Lawyers for the commission said in a court filing late Wednesday that the agency had reaffirmed the appointments of the same five administrative law judges who had been hearing cases before it put a stay in place in June.
The Securities and Exchange Commission said it would rehear dozens of cases recently brought before its in-house judges, in response to the Supreme Court’s ruling that the judges had not been properly appointed.
Lawyers for the commission said in a court filing late Wednesday that the agency had reaffirmed the appointments of the same five administrative law judges who had been hearing cases before it put a stay in place in June. The filing ended the stay and said that any pending cases would be reheard by a different in-house judge.
The SEC uses administrative law judges in cases where it has identified misconduct by someone involved in securities markets — like an investment adviser or fund manager — and is seeking to fine or bar that person from the industry. Raymond Lucia, a California-based money manager whom an administrative judge fined and barredd for life, challenged the agency’s use of the judges.

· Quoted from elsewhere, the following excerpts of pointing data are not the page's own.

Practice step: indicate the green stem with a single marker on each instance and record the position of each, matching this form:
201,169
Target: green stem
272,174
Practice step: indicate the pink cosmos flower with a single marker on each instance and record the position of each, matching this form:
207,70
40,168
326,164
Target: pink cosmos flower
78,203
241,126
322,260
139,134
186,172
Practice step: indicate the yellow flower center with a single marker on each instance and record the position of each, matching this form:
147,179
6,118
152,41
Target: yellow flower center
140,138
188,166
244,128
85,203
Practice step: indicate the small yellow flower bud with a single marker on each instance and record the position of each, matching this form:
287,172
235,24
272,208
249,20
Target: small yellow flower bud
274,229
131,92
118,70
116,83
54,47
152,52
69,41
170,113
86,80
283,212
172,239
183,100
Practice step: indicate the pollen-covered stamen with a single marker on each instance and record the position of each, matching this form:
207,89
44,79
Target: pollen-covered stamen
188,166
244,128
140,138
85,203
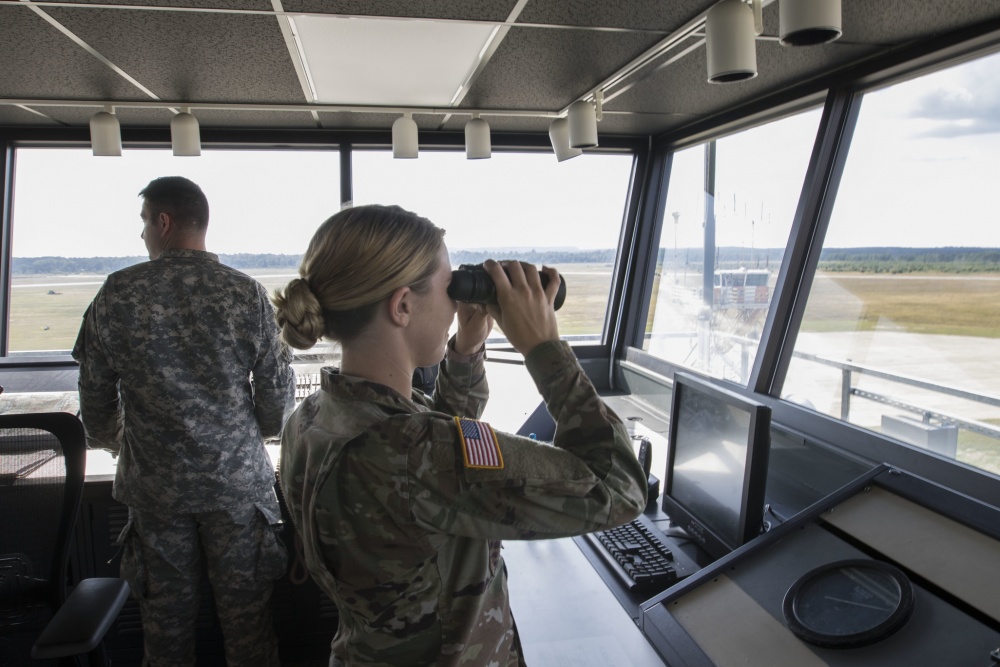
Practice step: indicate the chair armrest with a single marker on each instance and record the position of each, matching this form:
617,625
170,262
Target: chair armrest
84,618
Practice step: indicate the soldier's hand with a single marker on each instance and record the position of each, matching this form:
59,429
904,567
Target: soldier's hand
474,327
524,309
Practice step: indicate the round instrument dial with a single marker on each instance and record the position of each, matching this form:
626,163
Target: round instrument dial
848,603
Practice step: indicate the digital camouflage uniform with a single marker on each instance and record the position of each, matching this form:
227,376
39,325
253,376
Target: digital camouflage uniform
405,537
167,352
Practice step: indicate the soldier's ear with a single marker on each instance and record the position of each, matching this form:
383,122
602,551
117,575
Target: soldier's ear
400,306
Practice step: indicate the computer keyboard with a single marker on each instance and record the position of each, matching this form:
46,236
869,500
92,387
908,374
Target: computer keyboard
641,556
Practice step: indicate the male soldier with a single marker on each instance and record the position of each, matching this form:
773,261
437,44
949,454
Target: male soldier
182,375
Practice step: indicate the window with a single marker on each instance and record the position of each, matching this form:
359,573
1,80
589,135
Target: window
76,219
901,333
714,325
521,206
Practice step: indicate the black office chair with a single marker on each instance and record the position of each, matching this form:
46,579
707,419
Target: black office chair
42,463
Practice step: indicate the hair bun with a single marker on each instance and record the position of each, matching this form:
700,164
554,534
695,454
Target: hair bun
299,315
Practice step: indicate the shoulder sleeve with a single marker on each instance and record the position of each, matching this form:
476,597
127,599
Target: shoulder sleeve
273,377
461,387
101,408
588,480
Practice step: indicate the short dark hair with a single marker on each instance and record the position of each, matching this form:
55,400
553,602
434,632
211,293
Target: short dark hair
179,197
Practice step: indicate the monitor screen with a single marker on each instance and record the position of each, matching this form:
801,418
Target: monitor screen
716,464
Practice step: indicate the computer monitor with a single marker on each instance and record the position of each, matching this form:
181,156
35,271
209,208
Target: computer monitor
716,464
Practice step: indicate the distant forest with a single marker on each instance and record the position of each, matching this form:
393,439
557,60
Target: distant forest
851,260
854,260
103,265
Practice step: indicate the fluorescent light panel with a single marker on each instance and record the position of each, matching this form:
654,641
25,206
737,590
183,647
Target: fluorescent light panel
351,61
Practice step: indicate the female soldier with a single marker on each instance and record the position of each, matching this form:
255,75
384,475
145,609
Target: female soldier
401,501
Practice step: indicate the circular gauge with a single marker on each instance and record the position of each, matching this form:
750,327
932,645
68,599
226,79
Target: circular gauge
848,603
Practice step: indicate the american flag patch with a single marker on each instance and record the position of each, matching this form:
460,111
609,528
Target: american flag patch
480,448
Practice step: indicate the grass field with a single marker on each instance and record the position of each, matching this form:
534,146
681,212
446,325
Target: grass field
46,312
926,304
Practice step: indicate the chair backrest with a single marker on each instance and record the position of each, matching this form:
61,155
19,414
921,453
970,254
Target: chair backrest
42,465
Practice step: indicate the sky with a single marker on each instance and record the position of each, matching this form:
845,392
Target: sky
922,171
263,201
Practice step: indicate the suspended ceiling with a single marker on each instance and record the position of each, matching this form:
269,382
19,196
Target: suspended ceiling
283,63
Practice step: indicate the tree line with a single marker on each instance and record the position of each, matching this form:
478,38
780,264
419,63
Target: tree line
245,261
856,260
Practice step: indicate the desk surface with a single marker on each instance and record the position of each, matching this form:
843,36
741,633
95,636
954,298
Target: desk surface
565,613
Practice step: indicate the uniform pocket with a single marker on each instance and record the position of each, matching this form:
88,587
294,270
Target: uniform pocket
272,560
133,567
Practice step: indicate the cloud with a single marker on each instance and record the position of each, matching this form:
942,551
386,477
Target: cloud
964,101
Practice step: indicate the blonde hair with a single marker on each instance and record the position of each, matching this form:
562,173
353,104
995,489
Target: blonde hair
355,260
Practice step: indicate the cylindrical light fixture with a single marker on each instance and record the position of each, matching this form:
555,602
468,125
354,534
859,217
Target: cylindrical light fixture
582,125
185,137
105,133
559,136
404,137
477,139
731,42
808,22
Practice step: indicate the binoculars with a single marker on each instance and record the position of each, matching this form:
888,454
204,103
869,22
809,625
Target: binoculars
471,284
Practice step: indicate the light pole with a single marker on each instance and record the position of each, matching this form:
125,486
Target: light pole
677,217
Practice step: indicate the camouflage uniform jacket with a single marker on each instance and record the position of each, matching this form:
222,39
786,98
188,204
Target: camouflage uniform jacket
167,351
405,538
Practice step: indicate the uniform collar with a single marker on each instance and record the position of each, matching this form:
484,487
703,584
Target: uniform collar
351,388
185,252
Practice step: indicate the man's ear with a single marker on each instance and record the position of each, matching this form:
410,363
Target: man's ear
400,306
164,222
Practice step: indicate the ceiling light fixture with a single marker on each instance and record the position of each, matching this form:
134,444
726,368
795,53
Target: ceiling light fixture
404,137
478,145
808,22
105,133
559,136
582,117
731,28
185,137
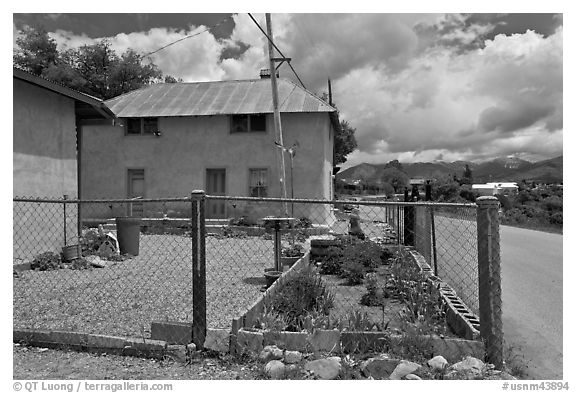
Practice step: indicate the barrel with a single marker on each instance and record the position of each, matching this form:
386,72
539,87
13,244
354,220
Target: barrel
128,233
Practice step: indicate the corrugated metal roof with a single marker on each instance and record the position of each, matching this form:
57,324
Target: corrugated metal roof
215,98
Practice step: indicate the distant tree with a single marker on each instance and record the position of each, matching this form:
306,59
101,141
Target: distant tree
396,178
344,142
467,176
36,51
394,164
93,69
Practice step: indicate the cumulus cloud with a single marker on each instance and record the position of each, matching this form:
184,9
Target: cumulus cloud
415,86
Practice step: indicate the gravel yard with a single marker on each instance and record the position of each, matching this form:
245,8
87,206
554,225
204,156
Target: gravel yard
125,297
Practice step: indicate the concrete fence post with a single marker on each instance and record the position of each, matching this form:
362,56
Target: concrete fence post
198,198
489,279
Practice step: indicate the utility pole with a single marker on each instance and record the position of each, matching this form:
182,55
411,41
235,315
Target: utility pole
277,121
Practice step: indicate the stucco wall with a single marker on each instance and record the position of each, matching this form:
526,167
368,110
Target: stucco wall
175,163
44,165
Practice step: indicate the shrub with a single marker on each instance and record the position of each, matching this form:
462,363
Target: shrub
299,295
353,271
46,261
365,252
331,263
294,250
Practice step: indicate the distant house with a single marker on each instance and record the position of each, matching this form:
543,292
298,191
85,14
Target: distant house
489,189
47,125
218,136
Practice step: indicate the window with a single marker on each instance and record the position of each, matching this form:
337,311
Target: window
259,183
141,125
248,123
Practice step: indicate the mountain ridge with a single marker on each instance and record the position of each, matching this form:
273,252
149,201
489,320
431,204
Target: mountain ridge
498,169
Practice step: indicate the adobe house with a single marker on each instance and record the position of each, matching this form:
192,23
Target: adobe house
173,138
47,121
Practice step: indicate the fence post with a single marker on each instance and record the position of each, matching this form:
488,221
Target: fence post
198,199
489,280
65,197
408,225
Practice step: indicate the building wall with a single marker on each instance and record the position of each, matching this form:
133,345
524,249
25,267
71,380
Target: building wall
44,132
175,163
44,165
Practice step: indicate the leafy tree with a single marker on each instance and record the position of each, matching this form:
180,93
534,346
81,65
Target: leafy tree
344,142
37,51
396,178
93,69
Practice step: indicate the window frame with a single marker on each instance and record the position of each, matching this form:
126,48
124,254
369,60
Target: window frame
142,126
249,120
265,187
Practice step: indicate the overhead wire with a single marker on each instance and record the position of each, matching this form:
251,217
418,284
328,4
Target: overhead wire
189,36
275,47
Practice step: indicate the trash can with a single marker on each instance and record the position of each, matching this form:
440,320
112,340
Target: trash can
128,233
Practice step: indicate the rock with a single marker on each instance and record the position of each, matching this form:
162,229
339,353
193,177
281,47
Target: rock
96,261
271,352
328,368
292,357
412,377
469,364
404,368
176,353
275,369
379,368
438,363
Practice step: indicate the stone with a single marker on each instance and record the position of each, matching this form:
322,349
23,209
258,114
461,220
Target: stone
177,353
292,357
328,368
412,377
217,340
404,368
95,261
325,341
469,364
438,363
275,369
379,368
271,352
173,332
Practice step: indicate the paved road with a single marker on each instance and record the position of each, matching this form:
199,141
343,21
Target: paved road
532,298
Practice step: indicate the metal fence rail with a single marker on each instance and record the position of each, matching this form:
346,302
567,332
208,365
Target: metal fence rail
202,258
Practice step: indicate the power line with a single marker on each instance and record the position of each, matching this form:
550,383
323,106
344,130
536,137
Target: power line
189,36
275,47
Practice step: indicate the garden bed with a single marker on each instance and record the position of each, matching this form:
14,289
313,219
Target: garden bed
124,297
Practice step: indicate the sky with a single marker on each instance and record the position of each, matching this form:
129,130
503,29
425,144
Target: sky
416,87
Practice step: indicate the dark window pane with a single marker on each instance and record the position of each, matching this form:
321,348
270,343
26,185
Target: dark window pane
239,123
258,123
133,126
150,125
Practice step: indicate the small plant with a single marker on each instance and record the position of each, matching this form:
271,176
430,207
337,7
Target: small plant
293,250
331,263
46,261
303,222
299,295
374,295
80,264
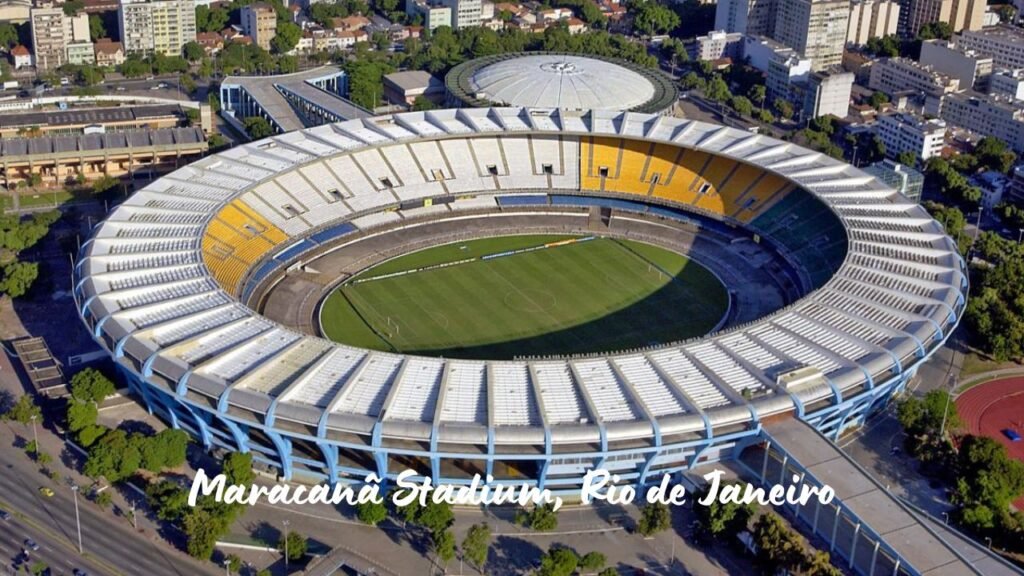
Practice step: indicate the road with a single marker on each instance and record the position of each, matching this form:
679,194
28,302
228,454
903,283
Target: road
110,544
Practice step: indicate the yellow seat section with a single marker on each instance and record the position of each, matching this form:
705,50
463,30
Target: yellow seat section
763,195
633,159
272,233
236,239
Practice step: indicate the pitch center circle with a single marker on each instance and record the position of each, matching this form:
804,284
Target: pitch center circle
530,300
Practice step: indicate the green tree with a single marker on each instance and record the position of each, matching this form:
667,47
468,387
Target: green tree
103,499
993,154
758,93
8,35
742,106
193,51
24,410
422,104
723,521
651,18
819,564
104,183
238,467
96,28
91,385
654,518
542,519
233,564
73,7
476,545
778,547
907,158
296,545
935,30
443,545
592,562
783,108
257,127
558,562
371,512
17,278
287,37
81,415
718,90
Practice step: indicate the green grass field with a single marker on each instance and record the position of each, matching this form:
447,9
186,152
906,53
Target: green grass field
599,295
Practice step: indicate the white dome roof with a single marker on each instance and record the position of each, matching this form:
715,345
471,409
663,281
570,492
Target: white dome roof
562,81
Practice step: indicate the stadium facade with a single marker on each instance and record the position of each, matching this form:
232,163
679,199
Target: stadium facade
163,285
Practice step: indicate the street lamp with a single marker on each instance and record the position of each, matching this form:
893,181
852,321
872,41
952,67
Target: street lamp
285,523
78,521
35,437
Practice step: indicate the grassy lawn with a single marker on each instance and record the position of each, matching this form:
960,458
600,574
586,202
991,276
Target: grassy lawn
590,296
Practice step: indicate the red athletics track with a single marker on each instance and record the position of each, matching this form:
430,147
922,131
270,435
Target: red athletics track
990,408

Lucia’s case reached the Supreme Court, which ruled on June 21 that the SEC had failed to properly appoint judges, because they had been selected by staff members at the agency rather than being appointed by the commissioners themselves. The failure meant the judges did not have constitutional authorization to decide cases, the court ruled.
The court ordered Lucia’s case to be reheard, and the SEC included it on the list in Wednesday’s filing of more than 100 cases it would begin work on again.
Lucia, who for years promised investors “buckets of money” in radio advertisements, could not be reached for comment.
C. Evan Stewart, a partner at Cohen & Gresser and an expert in securities cases, said the commission’s decision was a cautious one. “It’s crossing the T’s and dotting the I’s, as required by the Supreme Court,” he said. “You’ve got to go back to ground zero and start all over again.”
But Stewart said it was highly unlikely the outcomes of the cases would change, or that the commission would stop pursuing a case it had to start over again.
“If they’ve made a commitment to try a case, after that commitment is made, they don’t change their minds,” he said.